Suasana ritual Nyepi di Provinsi Kalimantan Barat. (Dok.Pribadi/Atre Senudin)
Ritual ini diawali dengan meletakkan sesajen di dalam capan (wadah dari anyaman tumbuhan senggang), dan teresang (wadah dari anyaman bambu). Dalam ritual ini, capan berjumlah 3 buah dan teresang berjumlah 7 buah. Isi dari sesajen adalah telur ayam, rokok, sirih pinang, gambir, pulut, tumpe, dan rendai. Seluruh isi tersebut diletakkan ke dalam capan maupun teresang, kemudian dibiau (dikibaskan) dengan ayam jantan sembari tetua adat membacakan ayat-ayat permohonan (sampi).
Setelahnya ayam tersebut disembelih, dan darahnya dioleskan ke dahi seluruh masyarakat rumah betang. Secara simbolis, tujuannya adalah sebagai tanda bahwa manusia tersebut bukanlah korban sehingga selamat dari hal-hal buruk.

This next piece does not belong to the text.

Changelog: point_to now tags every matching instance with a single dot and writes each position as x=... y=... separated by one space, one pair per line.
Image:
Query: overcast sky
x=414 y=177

Setelah sampi dilakukan, masyarakat akan makan dan minum bersama. Makanan yang disuguhkan adalah pulut, beras ketan yang dimasak di dalam bambu; tumpe, terbuat dari tepung ketan yang dibentuk menjadi pipih; dan rendai, beras ketan yang disangrai menjadi poprice. Sedangkan untuk minumannya sendiri adalah tuak beram, yaitu nasi ketan yang difermentasi.
Sembari makan dan minum, masyarakat yang telah berkumpul di rumah betang diusap oleh air dan batu engkrabun. Batu engkrabun atau batu perlindungan merupakan batu yang berusia ratusan tahun. Masyarakat suku Dayak Iban percaya, bahwa dengan mengoleskan batu dan air engkrabun ini dapat melindungi mereka dari segala mara bahaya. Masyarakat berbondong-bondong mengambil air batu engkarabun menggunakan botol untuk disimpan.
Proses terakhir adalah sesajen diantarkan ke Langkau Ampun, yaitu tempat penyimpanan sesajian. Untuk sesajian di dalam capan diletakkan di tiga tempat yakni hilir sungai, tempat pemandian masyarakat (tengah), dan hulu bagian pintu gerbang. Sedangkan untuk sesajian di dalam teresang digantung di beberapa pohon yang dinilai sakral.
Ketika proses pengantaran sesajian dilakukan, masyarakat yang tadinya berkumpul kembali ke bilik masing-masing. Setelah pengantaran sesajen, hal yang dilakukan selanjutnya adalah memasang dedaunan di gerbang dusun dan tangga rumah betang sebagai pertanda bahwa tidak boleh ada yang memasuki daerah dusun tersebut dalam kurun waktu sehari atau 12 jam sesuai dengan kesepakatan masyarakat rumah betang. Selama Ritual Ngampun ini dilaksanakan, masyarakat menutup akses terhadap dunia luar.